Solved

DC crash damage control

Posted on 2010-09-24
8
580 Views
Last Modified: 2012-05-10
Came in in the middle of aproject and inherited all of this.
We have three DC servers. py the original priamry server crashed this week after being demoted to a member server. PY and AST both are backup DCs with Global Catalog enabled on both. We are having some minor issues, now that the demoted server has actually crashed.
1:  one of the DCs, in a separate location and on a separate subnet, is now complaining that it can't find a logon server.
2:   On the PDC, on the same subnet as the old PDC, I am now getting the error message that the DNS record for PY (on PY) cannot be deleted automatically and must be deleted manually.
This probably has a good deal of bearing on the issue: I demoted the original PDC PY, not knowing that it was an SBS installation. I realize that SBS cannot be demoted and must server as a DC, but having worked almost entirely with the iserver remotely, I missed the fact that it was a SBS DC.
Three questions:
How bad is this long and short term?
What is the immediate impact on log ons, etc.
What are the 3 highest priority steps I need to take to resolve this issue and stabilize the network?
0
Comment
Question by:evault
  • 3
  • 2
  • 2
  • +1
8 Comments
 
LVL 29

Expert Comment

by:pwindell
Comment Utility
It's not all that bad as long as you don't panic and do things that you should not do and make things worse.

1. Do not build a new DC by the same name [yet].

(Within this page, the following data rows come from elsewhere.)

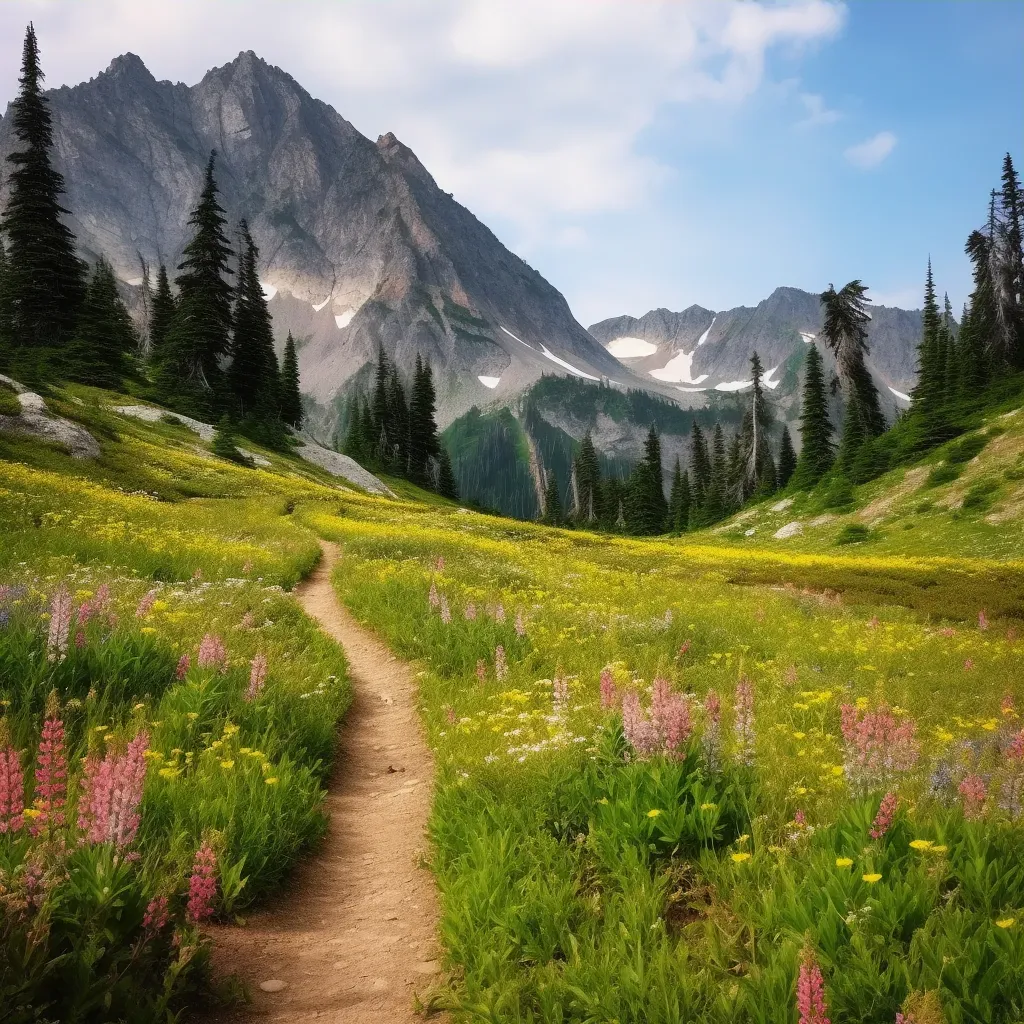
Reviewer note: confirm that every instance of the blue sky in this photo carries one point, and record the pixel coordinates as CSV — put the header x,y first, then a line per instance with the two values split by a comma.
x,y
640,153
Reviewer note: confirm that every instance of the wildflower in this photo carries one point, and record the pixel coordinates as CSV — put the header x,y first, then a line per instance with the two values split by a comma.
x,y
884,819
879,745
60,611
742,725
257,678
609,692
212,653
11,784
156,915
202,885
811,990
973,792
51,771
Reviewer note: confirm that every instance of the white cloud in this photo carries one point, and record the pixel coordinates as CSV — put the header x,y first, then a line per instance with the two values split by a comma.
x,y
528,110
872,151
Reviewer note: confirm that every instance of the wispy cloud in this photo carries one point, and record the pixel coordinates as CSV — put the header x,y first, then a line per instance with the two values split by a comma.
x,y
872,151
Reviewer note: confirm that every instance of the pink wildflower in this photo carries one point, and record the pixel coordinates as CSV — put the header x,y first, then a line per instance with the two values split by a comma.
x,y
811,990
11,785
742,725
609,692
212,653
257,678
51,776
884,819
202,885
879,747
973,792
60,611
156,915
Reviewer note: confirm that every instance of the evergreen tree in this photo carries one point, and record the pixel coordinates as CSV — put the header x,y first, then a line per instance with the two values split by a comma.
x,y
291,397
786,459
553,514
101,349
45,279
423,441
844,331
588,476
200,334
446,485
816,452
253,378
161,316
854,434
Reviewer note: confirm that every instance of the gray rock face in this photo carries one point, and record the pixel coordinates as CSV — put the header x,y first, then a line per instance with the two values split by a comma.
x,y
720,344
359,248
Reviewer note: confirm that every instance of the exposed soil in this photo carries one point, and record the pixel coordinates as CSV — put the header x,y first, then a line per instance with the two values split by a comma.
x,y
353,937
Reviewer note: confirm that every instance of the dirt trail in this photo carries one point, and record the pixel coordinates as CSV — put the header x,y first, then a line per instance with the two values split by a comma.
x,y
354,935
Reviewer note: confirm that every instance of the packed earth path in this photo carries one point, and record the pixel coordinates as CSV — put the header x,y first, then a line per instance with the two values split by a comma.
x,y
353,936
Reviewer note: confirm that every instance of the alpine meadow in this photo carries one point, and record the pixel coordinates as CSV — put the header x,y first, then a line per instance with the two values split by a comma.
x,y
378,643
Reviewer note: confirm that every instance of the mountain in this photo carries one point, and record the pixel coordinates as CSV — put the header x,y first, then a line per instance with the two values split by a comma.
x,y
359,247
700,350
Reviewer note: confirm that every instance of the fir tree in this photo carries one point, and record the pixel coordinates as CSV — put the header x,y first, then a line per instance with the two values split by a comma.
x,y
816,452
588,476
161,316
45,279
553,514
446,485
200,334
786,459
253,377
291,396
844,331
101,349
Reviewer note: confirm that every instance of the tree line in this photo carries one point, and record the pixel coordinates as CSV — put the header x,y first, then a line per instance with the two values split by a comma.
x,y
208,350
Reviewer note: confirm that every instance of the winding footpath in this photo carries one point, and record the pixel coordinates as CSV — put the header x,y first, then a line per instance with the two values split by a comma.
x,y
353,936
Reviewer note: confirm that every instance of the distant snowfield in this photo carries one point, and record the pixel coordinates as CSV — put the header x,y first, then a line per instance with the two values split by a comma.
x,y
678,369
631,348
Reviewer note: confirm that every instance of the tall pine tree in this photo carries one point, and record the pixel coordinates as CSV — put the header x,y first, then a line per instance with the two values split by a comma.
x,y
291,396
45,279
817,452
199,338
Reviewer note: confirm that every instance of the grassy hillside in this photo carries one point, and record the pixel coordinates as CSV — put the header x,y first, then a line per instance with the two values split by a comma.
x,y
672,774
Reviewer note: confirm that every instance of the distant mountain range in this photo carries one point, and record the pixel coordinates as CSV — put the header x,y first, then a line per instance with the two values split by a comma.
x,y
360,250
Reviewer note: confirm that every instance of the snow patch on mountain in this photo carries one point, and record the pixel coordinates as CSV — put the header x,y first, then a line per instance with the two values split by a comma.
x,y
631,348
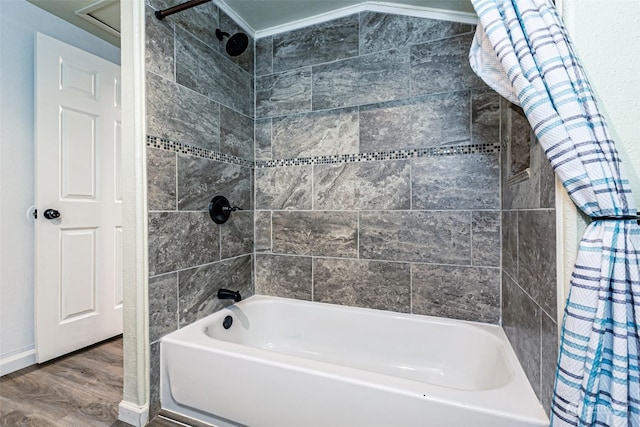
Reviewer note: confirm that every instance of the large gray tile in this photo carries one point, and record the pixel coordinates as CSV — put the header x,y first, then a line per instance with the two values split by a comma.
x,y
180,240
362,283
284,187
200,21
537,257
236,134
321,133
485,241
283,93
200,179
510,243
161,180
158,46
521,323
468,293
370,185
519,140
262,238
315,44
181,115
470,181
315,233
236,235
204,70
382,31
284,276
163,305
244,60
485,116
548,361
547,181
197,287
442,65
377,77
439,237
435,120
264,56
262,142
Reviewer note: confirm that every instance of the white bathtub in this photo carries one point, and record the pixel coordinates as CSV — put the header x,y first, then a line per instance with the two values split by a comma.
x,y
287,363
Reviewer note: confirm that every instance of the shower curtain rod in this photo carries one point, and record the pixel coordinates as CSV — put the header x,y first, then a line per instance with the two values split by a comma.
x,y
161,14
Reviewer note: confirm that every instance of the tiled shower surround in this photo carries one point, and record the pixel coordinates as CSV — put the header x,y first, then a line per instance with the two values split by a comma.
x,y
529,295
200,122
370,153
357,201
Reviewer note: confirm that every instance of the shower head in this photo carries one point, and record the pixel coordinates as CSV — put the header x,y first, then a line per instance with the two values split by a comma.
x,y
236,44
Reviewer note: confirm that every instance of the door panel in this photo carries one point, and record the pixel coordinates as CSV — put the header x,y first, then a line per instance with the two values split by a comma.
x,y
78,146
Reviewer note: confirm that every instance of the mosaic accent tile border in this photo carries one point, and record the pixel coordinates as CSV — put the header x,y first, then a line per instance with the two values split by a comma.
x,y
178,147
414,153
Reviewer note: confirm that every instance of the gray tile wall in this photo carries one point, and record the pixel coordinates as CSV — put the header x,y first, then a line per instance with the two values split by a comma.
x,y
417,235
529,310
197,97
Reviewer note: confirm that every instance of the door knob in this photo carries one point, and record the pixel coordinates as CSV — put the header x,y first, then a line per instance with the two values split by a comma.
x,y
51,214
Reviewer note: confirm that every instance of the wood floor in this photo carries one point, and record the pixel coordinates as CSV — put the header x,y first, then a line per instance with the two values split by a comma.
x,y
82,389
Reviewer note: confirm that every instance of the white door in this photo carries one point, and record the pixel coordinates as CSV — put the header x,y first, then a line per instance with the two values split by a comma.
x,y
78,255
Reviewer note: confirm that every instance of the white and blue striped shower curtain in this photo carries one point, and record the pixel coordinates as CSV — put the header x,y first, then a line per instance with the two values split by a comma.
x,y
522,50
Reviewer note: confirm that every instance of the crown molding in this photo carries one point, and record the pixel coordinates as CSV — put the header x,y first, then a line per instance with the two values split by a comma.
x,y
368,6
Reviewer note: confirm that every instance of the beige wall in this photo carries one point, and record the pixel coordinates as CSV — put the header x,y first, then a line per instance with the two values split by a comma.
x,y
606,35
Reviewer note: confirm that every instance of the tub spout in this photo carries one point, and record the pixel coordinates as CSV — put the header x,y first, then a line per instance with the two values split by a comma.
x,y
227,294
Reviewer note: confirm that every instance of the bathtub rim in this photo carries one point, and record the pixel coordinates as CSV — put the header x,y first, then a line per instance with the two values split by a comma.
x,y
487,401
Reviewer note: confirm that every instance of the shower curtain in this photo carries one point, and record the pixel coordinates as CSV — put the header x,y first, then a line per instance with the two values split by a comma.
x,y
521,49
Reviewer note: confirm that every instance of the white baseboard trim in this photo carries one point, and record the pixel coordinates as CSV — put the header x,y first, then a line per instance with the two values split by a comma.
x,y
137,416
15,362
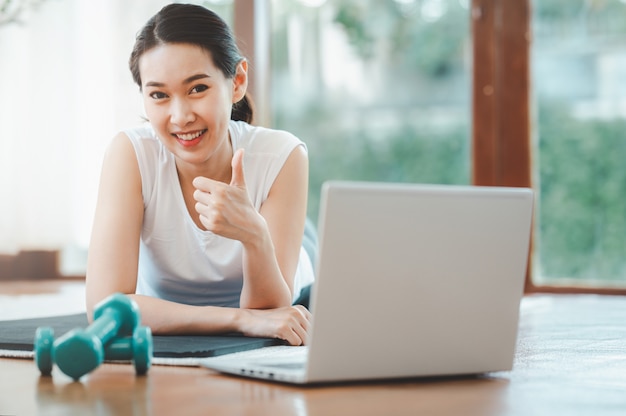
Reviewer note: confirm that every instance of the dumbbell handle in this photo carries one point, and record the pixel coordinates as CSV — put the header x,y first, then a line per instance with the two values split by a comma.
x,y
105,326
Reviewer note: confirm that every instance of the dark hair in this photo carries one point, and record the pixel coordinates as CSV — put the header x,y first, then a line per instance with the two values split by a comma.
x,y
196,25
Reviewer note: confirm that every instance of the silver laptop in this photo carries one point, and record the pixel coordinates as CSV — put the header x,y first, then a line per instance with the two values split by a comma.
x,y
412,281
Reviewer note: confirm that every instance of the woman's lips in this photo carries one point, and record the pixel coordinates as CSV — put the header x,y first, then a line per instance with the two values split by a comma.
x,y
189,139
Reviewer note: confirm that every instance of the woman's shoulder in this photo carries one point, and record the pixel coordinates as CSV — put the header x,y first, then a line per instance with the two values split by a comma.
x,y
258,138
142,132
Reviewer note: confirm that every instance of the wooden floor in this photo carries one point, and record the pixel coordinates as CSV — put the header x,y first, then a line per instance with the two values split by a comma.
x,y
571,360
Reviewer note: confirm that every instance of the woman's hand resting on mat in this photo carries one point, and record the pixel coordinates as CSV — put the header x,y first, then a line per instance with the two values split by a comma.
x,y
290,323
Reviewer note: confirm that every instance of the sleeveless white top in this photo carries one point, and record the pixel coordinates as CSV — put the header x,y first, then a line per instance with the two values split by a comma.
x,y
179,261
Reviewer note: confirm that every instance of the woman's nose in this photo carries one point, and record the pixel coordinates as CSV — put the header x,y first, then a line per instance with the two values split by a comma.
x,y
181,113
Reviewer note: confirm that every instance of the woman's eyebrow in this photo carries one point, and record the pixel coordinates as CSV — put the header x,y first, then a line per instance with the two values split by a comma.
x,y
188,80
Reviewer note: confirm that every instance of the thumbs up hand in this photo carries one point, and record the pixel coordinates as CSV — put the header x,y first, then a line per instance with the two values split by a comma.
x,y
226,209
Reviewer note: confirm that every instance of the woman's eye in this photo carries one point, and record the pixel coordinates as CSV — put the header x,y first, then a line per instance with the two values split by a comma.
x,y
199,88
158,95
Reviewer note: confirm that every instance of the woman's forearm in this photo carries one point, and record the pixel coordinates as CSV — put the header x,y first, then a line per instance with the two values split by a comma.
x,y
165,317
264,285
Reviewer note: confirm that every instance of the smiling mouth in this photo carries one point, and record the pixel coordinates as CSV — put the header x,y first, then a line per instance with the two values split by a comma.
x,y
187,137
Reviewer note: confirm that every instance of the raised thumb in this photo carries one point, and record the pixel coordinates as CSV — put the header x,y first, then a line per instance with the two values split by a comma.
x,y
237,178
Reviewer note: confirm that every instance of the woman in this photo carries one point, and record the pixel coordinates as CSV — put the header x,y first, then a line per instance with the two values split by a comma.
x,y
200,215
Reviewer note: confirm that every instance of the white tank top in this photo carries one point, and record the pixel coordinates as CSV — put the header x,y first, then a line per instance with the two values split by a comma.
x,y
177,260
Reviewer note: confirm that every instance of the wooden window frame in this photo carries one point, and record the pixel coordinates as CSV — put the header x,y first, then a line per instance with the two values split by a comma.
x,y
501,128
501,132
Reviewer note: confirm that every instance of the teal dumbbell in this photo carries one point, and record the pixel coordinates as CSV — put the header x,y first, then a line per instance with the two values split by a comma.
x,y
137,348
80,351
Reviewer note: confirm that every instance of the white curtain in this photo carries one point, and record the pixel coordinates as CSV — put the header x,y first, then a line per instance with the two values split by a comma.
x,y
65,91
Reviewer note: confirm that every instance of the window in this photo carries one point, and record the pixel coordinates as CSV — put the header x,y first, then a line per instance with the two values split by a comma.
x,y
379,90
579,98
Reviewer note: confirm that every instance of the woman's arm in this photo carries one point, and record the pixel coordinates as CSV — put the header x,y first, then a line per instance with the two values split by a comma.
x,y
271,238
114,245
266,277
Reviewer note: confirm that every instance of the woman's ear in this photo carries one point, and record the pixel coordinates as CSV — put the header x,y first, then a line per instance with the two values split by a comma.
x,y
240,81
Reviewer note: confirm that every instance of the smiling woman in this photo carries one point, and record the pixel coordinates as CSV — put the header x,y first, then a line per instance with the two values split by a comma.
x,y
200,214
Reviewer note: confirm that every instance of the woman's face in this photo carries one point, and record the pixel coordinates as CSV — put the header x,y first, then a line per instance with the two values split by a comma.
x,y
188,100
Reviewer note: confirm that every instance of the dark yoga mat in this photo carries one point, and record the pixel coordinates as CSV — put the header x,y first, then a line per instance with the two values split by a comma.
x,y
19,335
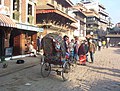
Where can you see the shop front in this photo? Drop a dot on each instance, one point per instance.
(6, 26)
(22, 36)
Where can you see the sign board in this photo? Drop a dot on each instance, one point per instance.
(8, 51)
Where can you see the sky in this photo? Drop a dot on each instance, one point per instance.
(112, 7)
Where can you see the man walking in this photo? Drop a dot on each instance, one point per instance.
(38, 43)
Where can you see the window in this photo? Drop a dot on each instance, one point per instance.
(0, 2)
(16, 5)
(30, 17)
(29, 9)
(16, 10)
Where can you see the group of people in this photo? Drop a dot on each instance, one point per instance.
(77, 48)
(80, 48)
(31, 48)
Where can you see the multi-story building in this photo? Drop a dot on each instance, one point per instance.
(92, 21)
(79, 11)
(52, 15)
(102, 15)
(23, 13)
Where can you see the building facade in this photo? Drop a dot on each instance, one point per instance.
(100, 16)
(23, 14)
(52, 15)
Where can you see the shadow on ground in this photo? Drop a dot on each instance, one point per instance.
(116, 72)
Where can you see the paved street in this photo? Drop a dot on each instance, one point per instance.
(102, 75)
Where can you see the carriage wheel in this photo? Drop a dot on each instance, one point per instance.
(65, 71)
(45, 69)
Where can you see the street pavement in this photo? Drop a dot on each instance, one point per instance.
(12, 67)
(102, 75)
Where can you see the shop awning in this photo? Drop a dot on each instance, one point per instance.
(6, 21)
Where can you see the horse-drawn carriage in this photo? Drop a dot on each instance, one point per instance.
(54, 54)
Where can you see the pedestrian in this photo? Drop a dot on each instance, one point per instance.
(76, 47)
(66, 43)
(82, 53)
(71, 48)
(86, 49)
(91, 50)
(31, 49)
(38, 44)
(103, 43)
(99, 45)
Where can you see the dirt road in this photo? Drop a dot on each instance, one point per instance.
(102, 75)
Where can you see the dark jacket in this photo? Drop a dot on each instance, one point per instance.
(81, 50)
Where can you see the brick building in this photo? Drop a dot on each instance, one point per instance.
(22, 13)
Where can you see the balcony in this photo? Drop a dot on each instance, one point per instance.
(30, 19)
(103, 12)
(103, 20)
(92, 22)
(16, 15)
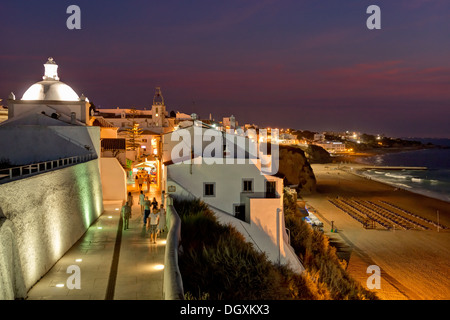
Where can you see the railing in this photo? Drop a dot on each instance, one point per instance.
(9, 174)
(173, 283)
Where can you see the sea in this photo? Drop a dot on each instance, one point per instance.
(433, 182)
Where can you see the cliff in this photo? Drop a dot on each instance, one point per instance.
(316, 154)
(295, 169)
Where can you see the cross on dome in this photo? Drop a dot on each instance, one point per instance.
(51, 70)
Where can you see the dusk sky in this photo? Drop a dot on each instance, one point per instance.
(308, 65)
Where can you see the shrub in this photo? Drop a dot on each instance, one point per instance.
(217, 263)
(319, 258)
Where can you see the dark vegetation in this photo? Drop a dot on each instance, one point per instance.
(319, 257)
(217, 263)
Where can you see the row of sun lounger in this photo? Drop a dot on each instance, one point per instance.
(408, 223)
(355, 214)
(414, 215)
(366, 212)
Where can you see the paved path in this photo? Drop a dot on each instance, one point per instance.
(115, 264)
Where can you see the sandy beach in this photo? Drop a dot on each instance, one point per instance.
(414, 263)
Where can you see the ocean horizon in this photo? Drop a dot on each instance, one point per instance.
(433, 182)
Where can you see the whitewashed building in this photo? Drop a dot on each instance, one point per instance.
(234, 184)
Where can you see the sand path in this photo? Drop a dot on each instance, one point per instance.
(415, 264)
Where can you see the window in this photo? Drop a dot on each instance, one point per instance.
(271, 188)
(239, 211)
(247, 185)
(209, 189)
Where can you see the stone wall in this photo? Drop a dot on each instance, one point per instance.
(295, 169)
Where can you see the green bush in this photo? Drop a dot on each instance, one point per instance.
(217, 263)
(319, 258)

2. Adjust the TCP/IP specs of any machine that are acting up so that the dead DC is not listed in as their DNS or is at least at the bottom of the list so it is not the primary.  Any "happy" machines that aren't complaining leave them alone.  If the old DC (it's name and IP#) are never coming back as a DC then it needs to be removed from the TCP/IP Specs of every machine everywhere.  This is where you learn to love DHCP.

3. Do the normal expected Metadata Clean up to remove traces of the old DC.  Since it was demoted previously,...there might only be bits and pieces left behind.  This process should include deleting the DNS Records.  If replication is working correctly then removing from one DNS will replicate the change to the others.

How to remove data in Active Directory after an unsuccessful domain controller demotion
http://support.microsoft.com/kb/216498

4. Now,..if you wanted to,...you can now add back in a new/rebuilt DC with the same name and IP# as the old.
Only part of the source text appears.